Ketua KPU Jawa Timur, Khoirul Anam sepakat dengan pernyataan Joni. Ia menjamin isu lingkungan akan masuk dalam materi debat para calon.
“Hanya kisi-kisinya seperti apa, itu bukan domain kami. Ada para ahli yang menyusunnya,” jelas Anam.
Sebelumnya, KPU juga telah menerbitkan Peraturan KPU Nomor 15 Tahun 2023 tentang Kampanye Pemilu. Di dalamnya mengatur soal larangan bagi para calon untuk menempelkan alat peraga kampanye di pepohonan.
Komisioner Bawaslu Jawa Timur, Nur Elya Anggraini tak mengelak, persoalan lingkungan belum begitu mendapat ruang dalam penyelenggaraan pemilu. Contoh paling sederhana adalah sampah dari alat peraga atau bahan kampanye.

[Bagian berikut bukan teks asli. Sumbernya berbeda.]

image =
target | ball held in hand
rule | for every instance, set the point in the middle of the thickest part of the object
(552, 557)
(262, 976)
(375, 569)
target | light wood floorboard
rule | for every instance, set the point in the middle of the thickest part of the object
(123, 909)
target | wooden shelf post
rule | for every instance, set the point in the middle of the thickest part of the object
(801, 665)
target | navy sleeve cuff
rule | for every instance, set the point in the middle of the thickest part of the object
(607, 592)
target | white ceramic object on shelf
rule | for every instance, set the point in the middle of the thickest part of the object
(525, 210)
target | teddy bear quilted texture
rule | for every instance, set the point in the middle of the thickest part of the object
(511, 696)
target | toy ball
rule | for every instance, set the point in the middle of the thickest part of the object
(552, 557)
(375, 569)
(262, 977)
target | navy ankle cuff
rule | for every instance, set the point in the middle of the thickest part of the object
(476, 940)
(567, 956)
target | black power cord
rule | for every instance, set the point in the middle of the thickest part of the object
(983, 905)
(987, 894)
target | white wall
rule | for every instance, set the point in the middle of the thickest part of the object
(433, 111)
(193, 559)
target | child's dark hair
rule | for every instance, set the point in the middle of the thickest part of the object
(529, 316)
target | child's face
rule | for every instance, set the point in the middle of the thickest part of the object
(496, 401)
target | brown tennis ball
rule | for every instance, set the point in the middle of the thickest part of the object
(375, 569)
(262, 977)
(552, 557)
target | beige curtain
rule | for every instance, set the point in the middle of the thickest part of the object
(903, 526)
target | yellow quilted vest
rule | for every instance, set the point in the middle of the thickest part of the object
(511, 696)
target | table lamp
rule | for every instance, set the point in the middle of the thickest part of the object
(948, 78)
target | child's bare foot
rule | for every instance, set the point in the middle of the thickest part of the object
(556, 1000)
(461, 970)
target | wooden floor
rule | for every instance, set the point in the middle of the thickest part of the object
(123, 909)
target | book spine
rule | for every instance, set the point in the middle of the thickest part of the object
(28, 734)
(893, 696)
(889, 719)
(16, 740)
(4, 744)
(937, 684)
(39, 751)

“Saya pernah melakukan hitung-hitungan kasar soal alat peraga kampanye (APK) atau bahan kampanye (BK) ini. Jumlahnya jutaan. Dan itu siapa bertanggung jawab membersihkannya, kami juga tidak tahu,’ kata Ely.
Selama ini, lanjut Ely, upaya pembersihan biasa dilakukan dengan melibatkan Satpol PP di lapangan. Akan tetapi, Bawaslu tidak mengetahui bagaimana penanganan serta pengolahan sampah-sampah itu.
Pasal 2 Peraturan Bawaslu Nomor 5 Tahun 2022 sebenarnya telah mengatur agar kegiatan pengawasan dilakukan berbasis ramah lingkungan. Akan tetapi, sejauh ini aturan teknis pelaksanaan pasal tersebut belum diterbitkan.
“Ini yang sedang kami dorong supaya ada instrumen berkaitan dengan sistem pengendalian logistik untuk peserta pemilu. Semoga saja bisa segera diterbitkan,” kata Ely.